Supposedly, Polly Jean Harvey doesn’t have a phone in her Dorset house. But it takes a singular talent to come up with gems like her last album, 1995’s To Bring You My Love, and for Harvey reclusiveness seems to spark the creative process.

It’s worked again on Is This Desire?, the fifth album of a series that has set her apart from all other female singer / songwriters ever since she surfaced, an awkward punk-folkstrel, in 1991. It’s a unique record that will alienate as many as it enthrals. For every person captivated by a song like The Wind, with its whispered verses (‘Catherine liked high places/High up on the hills/A place for making noises/ Noises like the whales (cue whale noises)’) another will mutter about visible self-indulgence.

In truth, chunks of this album are breathtakingly embarrassing, like the aforesaid whispering, and lyrics that sound like an arty 17 year old’s diary entries. Former boyfriend Nick Cave’s spoor is detectable, too. Influencing songs like the opening Angelene, which concerns an unusually poetic hooker: ‘My first name Angelene / Prettiest mess you’ve ever seen / Love for money is my sin / Any man calls I’ll let him in / Rose is my colour and white / Pretty mouth and green my eyes...’ Cringesomely, she even tries to get into character on that one, recalling the sexual-icon period of a few years back when she tried out evening gowns and Wonderbras.

These flaws don’t affect the over-all quality, though or prevent Is This Desire? from being provocative, feminine and often beautiful.
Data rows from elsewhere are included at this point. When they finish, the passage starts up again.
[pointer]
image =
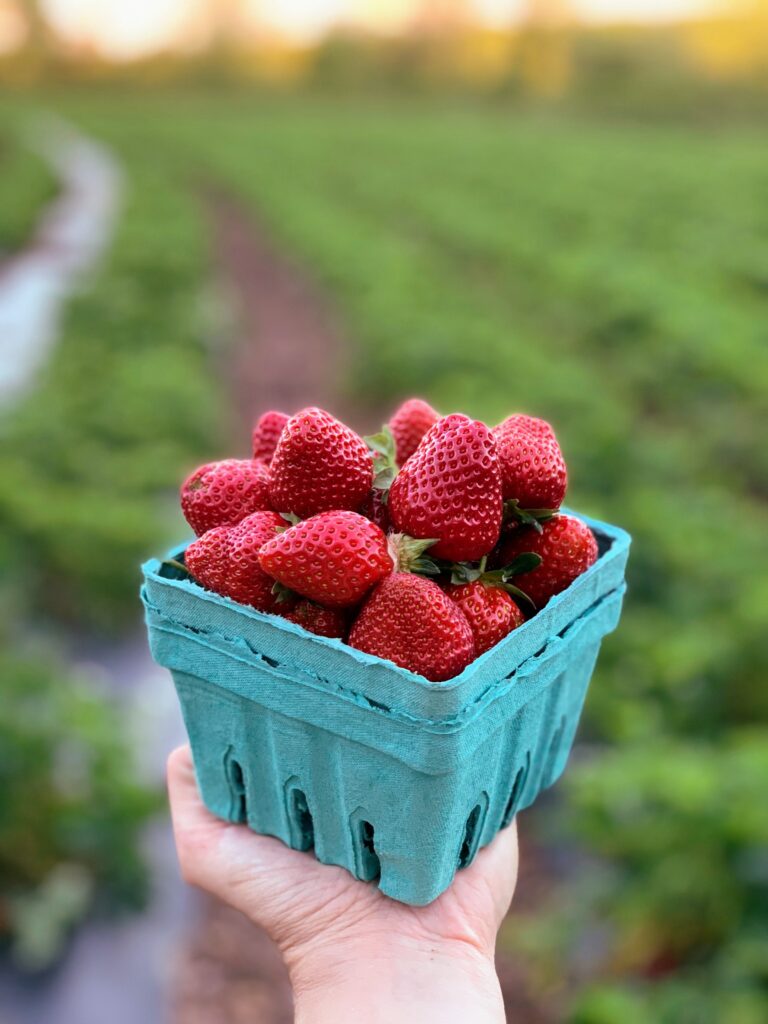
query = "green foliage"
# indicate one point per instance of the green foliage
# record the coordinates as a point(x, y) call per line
point(27, 178)
point(610, 278)
point(682, 910)
point(72, 808)
point(91, 460)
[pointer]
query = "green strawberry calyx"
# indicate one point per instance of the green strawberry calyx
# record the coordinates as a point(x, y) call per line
point(283, 593)
point(176, 565)
point(526, 561)
point(385, 465)
point(408, 555)
point(527, 517)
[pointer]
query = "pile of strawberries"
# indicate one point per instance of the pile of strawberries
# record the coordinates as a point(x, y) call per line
point(403, 544)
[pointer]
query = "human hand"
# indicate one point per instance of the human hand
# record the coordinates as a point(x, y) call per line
point(349, 949)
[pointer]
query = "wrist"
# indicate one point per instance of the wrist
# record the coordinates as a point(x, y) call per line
point(396, 982)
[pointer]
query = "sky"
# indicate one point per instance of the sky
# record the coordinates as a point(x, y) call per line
point(129, 28)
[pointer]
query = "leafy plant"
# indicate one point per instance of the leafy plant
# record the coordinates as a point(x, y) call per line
point(72, 808)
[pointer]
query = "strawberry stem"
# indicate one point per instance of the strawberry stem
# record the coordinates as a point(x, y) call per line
point(527, 517)
point(383, 449)
point(173, 563)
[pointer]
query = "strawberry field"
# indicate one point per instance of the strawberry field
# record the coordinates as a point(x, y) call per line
point(611, 278)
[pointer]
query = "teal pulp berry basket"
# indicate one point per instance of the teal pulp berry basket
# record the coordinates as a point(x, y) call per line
point(395, 778)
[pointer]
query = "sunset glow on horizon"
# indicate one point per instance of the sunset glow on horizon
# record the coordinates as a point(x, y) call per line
point(126, 30)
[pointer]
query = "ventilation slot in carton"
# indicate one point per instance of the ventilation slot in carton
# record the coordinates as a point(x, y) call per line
point(514, 797)
point(237, 781)
point(300, 817)
point(369, 866)
point(471, 837)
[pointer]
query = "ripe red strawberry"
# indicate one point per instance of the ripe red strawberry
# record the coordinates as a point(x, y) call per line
point(266, 434)
point(315, 619)
point(226, 560)
point(409, 424)
point(208, 557)
point(375, 509)
point(333, 558)
point(451, 489)
point(489, 610)
point(534, 470)
point(566, 547)
point(410, 621)
point(220, 494)
point(320, 465)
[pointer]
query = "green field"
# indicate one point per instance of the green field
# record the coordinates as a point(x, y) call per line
point(611, 278)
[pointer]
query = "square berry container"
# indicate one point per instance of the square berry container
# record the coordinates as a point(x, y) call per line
point(397, 779)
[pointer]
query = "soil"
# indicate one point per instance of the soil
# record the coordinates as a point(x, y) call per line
point(287, 350)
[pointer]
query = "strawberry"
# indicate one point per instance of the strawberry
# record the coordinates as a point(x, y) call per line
point(451, 489)
point(333, 558)
point(320, 465)
point(410, 621)
point(534, 471)
point(220, 494)
point(375, 509)
point(315, 619)
point(207, 558)
point(489, 610)
point(566, 547)
point(409, 424)
point(266, 434)
point(225, 560)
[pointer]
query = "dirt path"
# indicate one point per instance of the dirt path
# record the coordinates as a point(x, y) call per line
point(289, 349)
point(69, 240)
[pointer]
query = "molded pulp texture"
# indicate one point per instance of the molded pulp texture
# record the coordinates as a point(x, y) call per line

Harvey’s traditional subject matter, women and sexual desire, dominates. As ever, she’s torn between strength and the weakness admitted to on No Girl So Sweet. ‘Was I too weak? Was I a child?’ Harvey asks some shadowy male.
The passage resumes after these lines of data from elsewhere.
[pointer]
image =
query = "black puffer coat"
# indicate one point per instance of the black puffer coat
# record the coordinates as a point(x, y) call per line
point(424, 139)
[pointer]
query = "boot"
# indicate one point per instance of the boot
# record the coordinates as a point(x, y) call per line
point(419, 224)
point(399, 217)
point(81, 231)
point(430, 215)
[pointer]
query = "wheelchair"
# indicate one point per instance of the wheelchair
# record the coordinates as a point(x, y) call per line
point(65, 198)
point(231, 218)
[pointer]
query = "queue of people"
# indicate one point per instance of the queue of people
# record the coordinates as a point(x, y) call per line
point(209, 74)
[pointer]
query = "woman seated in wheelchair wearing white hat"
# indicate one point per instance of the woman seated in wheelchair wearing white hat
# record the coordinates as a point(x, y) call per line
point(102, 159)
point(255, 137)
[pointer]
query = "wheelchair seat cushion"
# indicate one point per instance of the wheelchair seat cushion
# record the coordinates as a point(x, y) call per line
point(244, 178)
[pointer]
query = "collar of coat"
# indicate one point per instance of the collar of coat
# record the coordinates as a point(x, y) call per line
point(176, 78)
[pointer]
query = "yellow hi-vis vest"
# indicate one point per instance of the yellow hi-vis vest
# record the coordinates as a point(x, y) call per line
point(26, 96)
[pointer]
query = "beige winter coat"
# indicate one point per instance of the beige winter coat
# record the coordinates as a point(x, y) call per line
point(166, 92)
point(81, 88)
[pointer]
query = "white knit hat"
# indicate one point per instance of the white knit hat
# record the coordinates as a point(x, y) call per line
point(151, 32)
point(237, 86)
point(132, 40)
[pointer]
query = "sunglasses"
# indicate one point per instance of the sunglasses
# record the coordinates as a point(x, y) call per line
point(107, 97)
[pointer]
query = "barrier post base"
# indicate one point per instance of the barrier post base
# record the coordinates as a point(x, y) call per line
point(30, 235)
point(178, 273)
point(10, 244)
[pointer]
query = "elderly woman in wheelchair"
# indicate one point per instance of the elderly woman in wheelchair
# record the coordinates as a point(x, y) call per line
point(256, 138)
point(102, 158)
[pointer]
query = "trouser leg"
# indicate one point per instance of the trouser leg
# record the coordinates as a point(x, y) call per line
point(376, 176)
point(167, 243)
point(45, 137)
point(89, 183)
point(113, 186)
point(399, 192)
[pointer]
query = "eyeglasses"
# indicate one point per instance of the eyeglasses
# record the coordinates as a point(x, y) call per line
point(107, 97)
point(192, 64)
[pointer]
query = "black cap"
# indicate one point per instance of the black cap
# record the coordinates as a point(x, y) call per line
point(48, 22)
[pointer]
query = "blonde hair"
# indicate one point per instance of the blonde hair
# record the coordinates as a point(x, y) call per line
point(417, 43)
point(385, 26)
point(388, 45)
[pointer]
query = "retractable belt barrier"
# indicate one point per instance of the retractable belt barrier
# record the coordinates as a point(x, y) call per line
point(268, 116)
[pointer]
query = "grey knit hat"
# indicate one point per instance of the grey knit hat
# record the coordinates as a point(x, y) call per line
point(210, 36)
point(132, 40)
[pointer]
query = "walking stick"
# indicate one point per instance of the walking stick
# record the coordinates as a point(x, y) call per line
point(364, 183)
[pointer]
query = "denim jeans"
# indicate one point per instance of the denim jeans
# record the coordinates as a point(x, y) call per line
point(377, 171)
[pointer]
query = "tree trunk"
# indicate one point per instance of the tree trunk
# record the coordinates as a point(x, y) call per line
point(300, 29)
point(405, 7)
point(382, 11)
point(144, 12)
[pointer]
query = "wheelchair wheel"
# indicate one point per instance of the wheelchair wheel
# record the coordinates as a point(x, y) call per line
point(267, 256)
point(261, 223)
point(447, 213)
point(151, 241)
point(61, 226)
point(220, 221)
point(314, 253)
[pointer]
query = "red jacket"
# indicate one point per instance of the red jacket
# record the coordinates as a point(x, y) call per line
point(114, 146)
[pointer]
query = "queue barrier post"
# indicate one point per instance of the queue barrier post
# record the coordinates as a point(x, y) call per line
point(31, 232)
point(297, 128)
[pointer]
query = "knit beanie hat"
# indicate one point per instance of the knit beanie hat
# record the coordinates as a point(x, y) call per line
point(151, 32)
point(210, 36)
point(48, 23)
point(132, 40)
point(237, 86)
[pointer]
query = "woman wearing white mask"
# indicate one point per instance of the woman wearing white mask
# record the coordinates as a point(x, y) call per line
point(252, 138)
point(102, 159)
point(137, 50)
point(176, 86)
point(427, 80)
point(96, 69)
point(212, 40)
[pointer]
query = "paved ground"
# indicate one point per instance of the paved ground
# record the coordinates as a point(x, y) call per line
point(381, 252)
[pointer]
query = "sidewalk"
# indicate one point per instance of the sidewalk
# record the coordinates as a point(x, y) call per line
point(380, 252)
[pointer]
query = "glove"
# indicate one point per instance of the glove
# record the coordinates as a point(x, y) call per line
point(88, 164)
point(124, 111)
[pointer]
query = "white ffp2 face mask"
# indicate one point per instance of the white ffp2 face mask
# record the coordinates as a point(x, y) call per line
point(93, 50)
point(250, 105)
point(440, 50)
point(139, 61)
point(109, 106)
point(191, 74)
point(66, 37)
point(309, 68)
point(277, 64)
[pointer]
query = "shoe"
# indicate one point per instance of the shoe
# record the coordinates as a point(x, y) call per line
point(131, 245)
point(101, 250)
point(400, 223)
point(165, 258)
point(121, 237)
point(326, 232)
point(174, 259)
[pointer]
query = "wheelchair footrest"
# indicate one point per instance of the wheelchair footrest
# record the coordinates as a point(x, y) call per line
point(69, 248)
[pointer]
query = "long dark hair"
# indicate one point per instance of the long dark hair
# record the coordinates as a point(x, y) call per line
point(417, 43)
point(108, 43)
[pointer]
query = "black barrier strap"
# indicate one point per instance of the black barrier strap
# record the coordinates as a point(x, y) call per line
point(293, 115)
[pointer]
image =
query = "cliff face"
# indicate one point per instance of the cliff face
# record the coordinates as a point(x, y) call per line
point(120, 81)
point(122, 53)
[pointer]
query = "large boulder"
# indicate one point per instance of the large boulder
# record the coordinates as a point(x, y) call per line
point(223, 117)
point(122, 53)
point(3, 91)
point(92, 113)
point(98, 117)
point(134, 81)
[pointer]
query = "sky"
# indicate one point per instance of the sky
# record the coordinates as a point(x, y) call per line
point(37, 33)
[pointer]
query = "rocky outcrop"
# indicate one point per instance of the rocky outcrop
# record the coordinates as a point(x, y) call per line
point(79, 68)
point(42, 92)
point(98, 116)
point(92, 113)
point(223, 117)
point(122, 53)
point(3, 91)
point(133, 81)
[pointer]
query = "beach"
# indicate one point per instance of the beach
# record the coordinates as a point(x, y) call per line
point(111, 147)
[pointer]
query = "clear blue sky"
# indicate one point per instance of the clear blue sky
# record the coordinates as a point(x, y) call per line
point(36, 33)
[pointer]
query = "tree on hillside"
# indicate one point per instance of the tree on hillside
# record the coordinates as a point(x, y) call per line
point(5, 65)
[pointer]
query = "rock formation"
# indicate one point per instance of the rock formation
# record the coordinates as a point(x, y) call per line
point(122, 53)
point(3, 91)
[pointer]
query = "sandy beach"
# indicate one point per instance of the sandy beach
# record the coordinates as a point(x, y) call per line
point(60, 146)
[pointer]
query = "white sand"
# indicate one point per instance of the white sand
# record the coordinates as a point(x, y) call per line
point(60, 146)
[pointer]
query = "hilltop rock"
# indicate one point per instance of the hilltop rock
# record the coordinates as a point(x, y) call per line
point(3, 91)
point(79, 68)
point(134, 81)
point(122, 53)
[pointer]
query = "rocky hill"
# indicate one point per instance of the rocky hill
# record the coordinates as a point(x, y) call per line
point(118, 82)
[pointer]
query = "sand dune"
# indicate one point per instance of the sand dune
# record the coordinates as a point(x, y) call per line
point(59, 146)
What gives Is This Desire? its clout is simply the way she sounds. Musically, she’s every woman: a cocktail croonstress on the title track, a howling witch on the distorto-fest. No Girl So Sweet, a care-in-the-community patient spookily mumbling to herself on The Wind, a lulling folk-singer on Catherine. But her much-vaunted penchant for stripping away every emotional layer has been modulated this time around. The obsessive - compulsive ambience of previous albums that made you fear for her stability is less apparent; in its place, something jewel-like and glowing.

Incidentally, this isn’t to ignore the contributions of sidemen Mick Harvey, John Parish et al, whose angry, suppurating guitars and tranquil,, jazz-tinged sunsets enrobe the songs. However, as they’d probably be the first to admit, Is This Desire?, with its complex nooks and niches and cravings, is a she thing.